Visual Art Source is the partnership between ArtScene a California website and Art Ltd. magazine, which is expanding from it’s Los Angeles base and reaching eastward to capture both Santa Fe and Denver and beyond.
I’m writing previews and recommendations for VAS of Denver and Colorado exhibitions. Here are two early entries that were featured in their weekly email newsletter:
Udo Nöger and Katrin Möller at Rule Gallery Denver, Colorado
Katrin Möller, “there is no time – but there is day and night,” 2009
The luminescent “white on white” paintings by Udo Nöger seem to emanate light from within. In fact, they do. The artist uses light as a material, literally capturing it between layers of translucent canvas, oil and acrylic. These painterly mixed media works are sensuous, liquid, and evoke a mysterious depth. There is a dialogue between surface and space, an interplay between energy and tension in this survey of the artist’s work created between 2000-2009. Also on display is the work of Katrin Möller, Nöger’s studio assistant from 1995-2007. In 2008 Möller began painting daily her own series, titled “Gemaltes” (Painted). Whereas Nöger is exploring light, Möller paints essence, particles and atoms-the complex elements of life itself. Both artists share a fascination with liquid, fluid, water. Moller’s forms are amoebic, cellular and spontaneous; she uses earthly colors like damp pine green and Caribbean Sea blue to ground her explorations in the familiar, yet they are ethereally elemental. The exhibition is an archipelago of simple, beautiful, yet dynamic painting.
-Leanne Goebel
Matthew Buckingham at MCA/Denver
Matthew Buckingham. Peace and Anarchy, 2004-2009, black and white fiber prints, c-prints, at MCA Denver. Courtesy the artist and Murray Guy, New York.

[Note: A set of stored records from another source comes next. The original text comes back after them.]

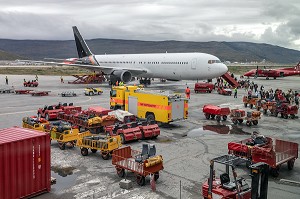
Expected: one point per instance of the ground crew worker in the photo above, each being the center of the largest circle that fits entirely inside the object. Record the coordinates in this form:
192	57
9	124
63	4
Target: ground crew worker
235	92
187	92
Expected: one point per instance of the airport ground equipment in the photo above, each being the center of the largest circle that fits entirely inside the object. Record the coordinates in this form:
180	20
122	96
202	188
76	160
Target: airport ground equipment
68	94
32	83
64	134
106	145
235	188
238	116
203	87
51	112
93	91
212	111
224	91
141	164
134	131
231	81
150	105
286	110
87	79
273	152
35	123
40	93
251	100
23	91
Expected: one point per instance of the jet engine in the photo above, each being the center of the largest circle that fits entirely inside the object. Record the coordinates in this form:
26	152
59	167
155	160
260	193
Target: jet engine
120	75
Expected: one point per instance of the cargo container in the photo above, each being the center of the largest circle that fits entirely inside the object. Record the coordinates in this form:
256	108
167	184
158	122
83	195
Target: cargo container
24	163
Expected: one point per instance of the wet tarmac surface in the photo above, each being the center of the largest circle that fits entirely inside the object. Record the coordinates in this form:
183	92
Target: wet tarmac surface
186	146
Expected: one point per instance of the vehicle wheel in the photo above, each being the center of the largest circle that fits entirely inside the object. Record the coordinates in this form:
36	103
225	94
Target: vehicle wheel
156	176
61	145
140	180
291	164
207	116
84	151
275	172
105	156
123	141
150	117
224	117
121	172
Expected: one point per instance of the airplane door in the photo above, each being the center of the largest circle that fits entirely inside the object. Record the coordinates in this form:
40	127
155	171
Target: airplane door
194	63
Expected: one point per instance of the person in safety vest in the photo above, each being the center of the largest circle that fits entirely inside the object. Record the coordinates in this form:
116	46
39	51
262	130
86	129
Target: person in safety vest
188	92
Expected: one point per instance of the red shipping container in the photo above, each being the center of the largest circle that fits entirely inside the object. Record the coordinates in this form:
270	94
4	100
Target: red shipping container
24	163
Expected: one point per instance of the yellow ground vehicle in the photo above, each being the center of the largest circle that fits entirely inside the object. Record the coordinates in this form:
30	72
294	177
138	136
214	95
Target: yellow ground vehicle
151	105
105	145
34	123
93	91
65	135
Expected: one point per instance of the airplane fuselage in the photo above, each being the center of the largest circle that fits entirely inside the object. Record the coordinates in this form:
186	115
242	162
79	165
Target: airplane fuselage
175	66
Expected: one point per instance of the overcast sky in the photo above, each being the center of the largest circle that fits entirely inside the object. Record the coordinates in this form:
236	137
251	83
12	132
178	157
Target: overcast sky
274	22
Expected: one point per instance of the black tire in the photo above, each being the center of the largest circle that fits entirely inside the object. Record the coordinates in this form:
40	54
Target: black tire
84	151
150	117
224	117
140	180
291	164
123	141
207	116
61	145
121	172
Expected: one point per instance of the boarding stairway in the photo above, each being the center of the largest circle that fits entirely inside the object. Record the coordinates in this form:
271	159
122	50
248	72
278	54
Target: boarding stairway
227	77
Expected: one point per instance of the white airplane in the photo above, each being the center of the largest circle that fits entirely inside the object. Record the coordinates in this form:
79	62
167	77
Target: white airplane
171	66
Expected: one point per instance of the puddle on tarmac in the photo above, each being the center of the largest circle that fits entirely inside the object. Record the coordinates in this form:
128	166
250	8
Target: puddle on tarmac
64	178
216	129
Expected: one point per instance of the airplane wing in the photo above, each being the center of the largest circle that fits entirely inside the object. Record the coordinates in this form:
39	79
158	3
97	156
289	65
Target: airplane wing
105	69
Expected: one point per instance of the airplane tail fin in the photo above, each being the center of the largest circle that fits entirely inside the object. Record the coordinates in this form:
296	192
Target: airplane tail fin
82	48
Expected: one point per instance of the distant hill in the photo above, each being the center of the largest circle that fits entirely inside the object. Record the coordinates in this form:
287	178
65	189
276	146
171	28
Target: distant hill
226	51
9	56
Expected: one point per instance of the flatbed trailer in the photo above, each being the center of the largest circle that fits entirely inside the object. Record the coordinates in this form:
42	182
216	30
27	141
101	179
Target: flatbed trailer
274	153
127	159
106	145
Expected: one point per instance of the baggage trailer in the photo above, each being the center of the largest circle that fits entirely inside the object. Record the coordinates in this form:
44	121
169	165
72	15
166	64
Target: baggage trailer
273	152
150	105
141	164
238	116
212	111
106	145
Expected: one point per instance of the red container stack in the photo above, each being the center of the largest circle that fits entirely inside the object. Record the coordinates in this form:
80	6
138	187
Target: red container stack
24	163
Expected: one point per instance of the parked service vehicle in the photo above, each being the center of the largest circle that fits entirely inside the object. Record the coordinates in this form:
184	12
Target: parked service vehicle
203	87
150	105
93	91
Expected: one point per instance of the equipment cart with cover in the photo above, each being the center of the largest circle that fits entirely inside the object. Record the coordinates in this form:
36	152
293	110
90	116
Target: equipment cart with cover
141	164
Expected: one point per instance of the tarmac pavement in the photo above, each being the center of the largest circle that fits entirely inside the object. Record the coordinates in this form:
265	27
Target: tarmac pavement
186	146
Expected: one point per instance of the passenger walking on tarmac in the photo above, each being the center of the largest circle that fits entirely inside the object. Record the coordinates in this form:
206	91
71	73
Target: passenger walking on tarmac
188	92
235	93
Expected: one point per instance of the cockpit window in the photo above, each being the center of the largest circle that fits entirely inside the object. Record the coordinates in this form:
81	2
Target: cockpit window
214	61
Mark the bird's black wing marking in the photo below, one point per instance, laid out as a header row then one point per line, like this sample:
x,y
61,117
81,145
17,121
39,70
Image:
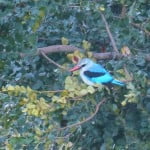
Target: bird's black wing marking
x,y
93,74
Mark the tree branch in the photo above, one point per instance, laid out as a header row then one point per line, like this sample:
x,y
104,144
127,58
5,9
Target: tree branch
x,y
51,61
58,48
109,33
87,119
141,28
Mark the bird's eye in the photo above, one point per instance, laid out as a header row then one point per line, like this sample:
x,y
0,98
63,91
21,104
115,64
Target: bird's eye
x,y
83,65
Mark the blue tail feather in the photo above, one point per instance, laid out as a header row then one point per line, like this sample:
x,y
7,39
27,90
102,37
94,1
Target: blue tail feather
x,y
117,82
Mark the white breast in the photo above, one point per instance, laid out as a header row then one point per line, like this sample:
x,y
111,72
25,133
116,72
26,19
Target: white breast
x,y
85,79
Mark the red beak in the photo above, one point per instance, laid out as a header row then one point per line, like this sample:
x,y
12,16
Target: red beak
x,y
74,68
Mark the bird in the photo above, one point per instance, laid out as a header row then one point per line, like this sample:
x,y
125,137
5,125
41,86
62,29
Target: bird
x,y
93,73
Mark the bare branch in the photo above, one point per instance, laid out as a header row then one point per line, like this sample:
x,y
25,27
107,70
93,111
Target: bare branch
x,y
87,119
70,48
58,48
139,26
109,33
53,62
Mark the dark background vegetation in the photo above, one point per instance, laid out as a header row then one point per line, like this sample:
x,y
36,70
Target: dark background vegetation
x,y
31,119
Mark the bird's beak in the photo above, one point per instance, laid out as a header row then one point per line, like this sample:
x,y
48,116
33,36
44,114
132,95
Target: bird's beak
x,y
74,68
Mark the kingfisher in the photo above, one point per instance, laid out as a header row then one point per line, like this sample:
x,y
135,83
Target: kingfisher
x,y
93,73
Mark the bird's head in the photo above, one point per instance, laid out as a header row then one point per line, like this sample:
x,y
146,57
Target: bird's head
x,y
83,63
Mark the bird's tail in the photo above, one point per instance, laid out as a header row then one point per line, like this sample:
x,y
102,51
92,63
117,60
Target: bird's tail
x,y
117,82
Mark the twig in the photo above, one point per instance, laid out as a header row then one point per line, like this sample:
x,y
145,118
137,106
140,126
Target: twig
x,y
53,62
141,28
87,119
57,91
109,33
58,48
70,48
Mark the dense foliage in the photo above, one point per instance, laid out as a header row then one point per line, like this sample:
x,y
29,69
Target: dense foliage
x,y
37,99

A major survey of Matthew Buckingham’s smart and sophisticated conceptual art, curated by former MCA Denver Deputy Director John Grant, this survey features photography, film, slide and other objects, all of which in some way examine our cultural relationships with time and the way the past appears and is interpreted in the present. Buckingham’s works are literary, historical, scientific and contemplative. Whether we are observing the date “1720” projected in Caslon type while listening to Johann Sebastian Bach, or viewing “Peace and Anarchy,” a series of images paired with written reflections on the origins of five popular graphic symbols, through the use of language and images Buckingham transforms our perception into narratives, which are interpreted by others. But even in the interpreting we are reframing and restaging history. Each of the works examines in some way the past and how it impacts or appears in the present. In the end we realize that the more we know, the less we understand (at MCA Denver, Denver, Colorado).